Technopole 14 July

echasse1The black-winged stilt breeding season is in full swing on the main lake. These chicks were the most photogenic, whilst there were also adults still on nests and two flying juveniles, distinguishable from the adults by their dull bown back and grey-green, not pink, legs. The 50 days or so from egg laying to flight puts the start of the breeding season at the last week of May.

echasse2An older black-winged stilt chick

The numbers of black tern (c40), wood sandpiper (c30) and ruff (c10) have increased since last week and newly arrived Palaeractic migrants were the first common redshank (1) and marsh sandpiper (2) of the autumn here.

New for Technopole and species 193 were two blue-cheeked bee-eaters that flew north, feeding on the wing and first detected, as often with bee-eaters, from their flight call.  This is an inter-African migrant that moves north before the rains to breed in the Sahel, so this Technopole observation fits an expected pattern.
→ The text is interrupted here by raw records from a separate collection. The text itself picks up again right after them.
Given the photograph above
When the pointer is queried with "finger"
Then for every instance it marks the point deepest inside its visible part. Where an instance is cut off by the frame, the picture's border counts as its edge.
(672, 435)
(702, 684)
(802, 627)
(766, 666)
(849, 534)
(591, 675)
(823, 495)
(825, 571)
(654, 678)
Indeed my last sighting was of birds in mid-June nesting near Richard Toll in northern Senegal, in holes in a small sand quarry, alongside white-throated and little bee-eaters.

meropspersicaBreeding pair of blue-cheeked bee-eaters near Richard Toll in mid-June….

sandquarry….and one of the nesting cliffs of the mixed bee-eater colony, in a small working sand quarry.

The mix of gulls and terns in the usual area north of the Sonatel building included the African skimmer and three Franklin’s gulls (2 adult breeding and one adult winter). The behaviour of the two breeding plumaged adults suggested that, even if they had not attempted to breed, they were in some sense a pair; one bird flew in to join the other, there was some calling with raised beaks, the adult winter bird was chased off and the two breeding plumaged birds later settled on the water together. In North American bird atlas field work, this would be classified as probable breeding!